Les « langues sifflées » sont des transpositions, par sifflement, du langage parlé dont ils reproduisent les rythmes et l’articulation. Les avantages en sont : une plus longue portée, jusqu’à une dizaine de kilomètres (ce qui explique leur pratique par des populations montagnardes) et une certaine discrétion par rapport à l’environnement (par exemple dans les forêts tropicales) ou vis-à-vis des personnes non initiées. C’est un phénomène de répartition mondiale, qu’on trouve aussi bien en Europe (Pyrénées, île d’Eubée en Grèce) qu’au Proche-Orient (Turquie), en Chine, en Asie du Sud-Est, en Papouasie-Nouvelle-Guinée, en Amérique centrale et du Sud, en Afrique de l’Ouest… L’intérêt ethnologique pour ces pratiques remonte aux années 1950 mais c’est tout récemment que les langues sifflées ont connu un certain écho médiatique.
Le siffleur utilise ou non ses doigts, selon les peuples. Il existe en fait plusieurs types de sifflement selon le type de langue transposé. Le plus connu est sans doute le silbo, pratiqué sur l’île de La Gomera dans l’archipel des Canaries et inscrit en 2009 sur la liste UNESCO du patrimoine immatériel de l’humanité. Le chanteur français Feloche a contribué à populariser le silbo gomero dans son second album « Silbo », sorti en 2013 et inspiré par des souvenirs d’enfance.
Il existe un endroit
Où les hommes parlent comme les oiseaux.
Sur l’île de La Gomera
On entend el Silbo, en écho
Entre deux montagnes amarrées aux nuages,
Un guanche siffle pour s’inviter à dîner.
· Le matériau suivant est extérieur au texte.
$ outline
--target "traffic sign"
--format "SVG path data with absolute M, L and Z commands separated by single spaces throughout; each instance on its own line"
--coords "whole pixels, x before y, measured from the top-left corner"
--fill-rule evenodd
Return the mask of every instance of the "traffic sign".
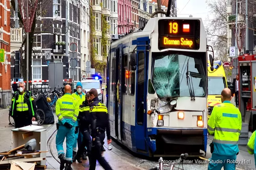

Au menu un mojo piquant, qui monte aux yeux
Et à nouveau un sifflement pour se dire adieu
FELOCHE
Plus récemment, un film du roumain Corneliu Pirimboiu, Les siffleurs (La Gomera), a mis en scène le silbo et l’île de Gomera dans une intrigue policière traitée comme un thriller. Le film a été présenté en compétition officielle au festival de Cannes 2019.
L’année précédente, un autre film, présenté au Tiff de Toronto, mettait déjà à l’honneur une langue sifflée. Il s’agit de Sibel, un film turc de Cagla Zencirci et Guillaume Giovanetti qui se passe à Kusköy, un village de la Chaîne Pontique où est pratiqué le kus dilli ou langue des oiseaux, inscrite au patrimoine immatériel de l’UNESCO en 2017.
En France, les bergers du village d’Aas dans la vallée d’Ossau (Pyrénées béarnaises) pratiquaient le langage sifflé ; comme dans les Canaries, des initiatives récentes tentent de redonner vie à cette pratique en l’enseignant aux écoliers et étudiants.
Le langage sifflé a attiré l’attention des voyageurs et des ethnologues dès le XIXe siècle. Il a même fait l’objet d’études publiées dans de savantes revues d’anthropologie, comme celle de Lajard en 1891, qui voyait aussi une forme de langage sifflé dans les sifflements conventionnels en usage parmi certains corps de métier dans le Paris contemporain.
Bibliographie
- LAJARD : Le langage sifflé des Canaries. Bulletin de la Société d’Anthropologie de Paris, 4e série, tome 2, 1891, p. 469-483.
- LAJARD : Rudiments de langage sifflé à Paris. Bulletin de la Société d’Anthropologie de Paris, 4e série, tome 2, 1891, p. 517-520.